Rapid personal gene sequencing

Rapid personal gene sequencing

What is rapid personal gene sequencing?

Rapid personal gene sequencing is the ability to read and store the info from the genome of a single person at an affordable cost.

There  exists two principal techniques of genome testing for personal genomics: single-nucleotide polymorphism (SNP) analysis and partial or full genome sequencing. Once these techniques identify the genotypes, researchers compare them to the growing body of knowledge to determine the possibility of trait expression and disease risk.

Comparing personal genotypes to the known data gives insight into medical risks for an individual as well as knowledge into personal ancestry.

How does it work?

23 and Me, one of the leading companies in personal genomics has a series of videos that best explain the inner working of genes and how the SNP techniques works: https://www.23andme.com/gen101/genes/

What else do we call it?

Personal genomics, full genome sequencing, predictive medicine

What is necessary to make it commonplace?
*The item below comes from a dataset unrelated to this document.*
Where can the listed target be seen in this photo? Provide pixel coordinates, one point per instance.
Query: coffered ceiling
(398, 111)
The cost of sequencing a genome directly affects how soon this will be available to everyone. The cost of full genome sequencing has dropped from $100,000,000 in 2001 to under $10,000 in 2013. SNP analysis costs much less, allowing companies to offer genotype analysis for under $100 per person.
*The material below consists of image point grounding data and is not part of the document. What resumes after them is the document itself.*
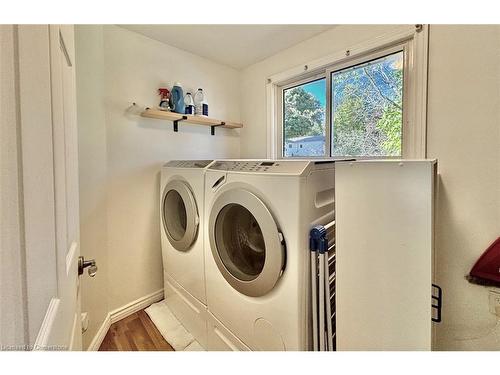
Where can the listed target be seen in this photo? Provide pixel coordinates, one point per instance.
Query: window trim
(414, 37)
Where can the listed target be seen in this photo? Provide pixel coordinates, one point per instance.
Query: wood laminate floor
(133, 333)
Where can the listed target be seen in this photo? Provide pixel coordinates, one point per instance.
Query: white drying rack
(322, 246)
Drop in cost of full genome sequencing

Drop in cost of full genome sequencing

 

Where can I find more about this?

Articles

Companies and services

  • 23andMe sells mail order kits for SNP genotyping. The information is stored in a user profile and used to estimate the genetic risk of the consumer for 178 diseases and conditions, as well as ancestry analysis. 23andMe utilizes a DNA array manufactured by Illumina.
  • Knome provides full genome (98% genome) sequencing services for $4,998 for whole genome sequencing and interpretation for consumers, or $29,500 for whole genome sequencing and analysis for researchers, depending on requirements.
  • The Genographic Project is a project of the National Geographic Society and IBM to collect DNA samples to map historical human migration patterns. Launched in 2005, with 500,000 public participants as of December 2012, it helped to create the direct-to-consumer (DTC) genetic testing industry.
  • deCODEme.com charges $1100 to carry out genotyping of approximately 1 million SNPs and provides risk estimates for 47 diseases as well as ancestry analyses.
  • Existence Genetics provides genetic testing services through healthcare providers and health and wellness organizations. As of mid-2013, this company provides testing for over 1,200 common and rare diseases and traits, including heart disease, cancer, autoimmune diseases, obesity, nutrigenomics, pharmacogenomics, fitness & athletic performance, preventable sudden cardiac death, and malignant hyperthermia. Existence Genetics provides fitness & athletic performance genetic testing services for Equinox Fitness.
  • Navigenics, began offering SNP-based genomic risk assessments as of April 2008. Navigenics is medically focused and emphasizes a clinician’s and genetic counselor’s role in interpreting results.
  • Pathway Genomics analyzes over 100 genetic markers to identify genetic risk for common health conditions such as melanoma, prostate cancer and rheumatoid arthritis.
  • Knome provides full genome (98% genome) sequencing services for $4,998 for whole genome sequencing and interpretation for consumers,or $29,500 for whole genome sequencing and analysis for researchers, depending on requirements.

Academic

  • The Personal Genome Project (PGP) is a long term, large cohort study based at Harvard Medical School which aims to sequence and publicize the complete genomes and medical records of 100,000 volunteers, in order to enable research into personal genomics and personalized medicine.
  • SNPedia is a wiki that collects and shares information about the consequences of DNA variations, and through the associated program Promethease, anyone who has obtained DNA data about themselves (from any company) can get a free, independent report containing risk assessments and related information.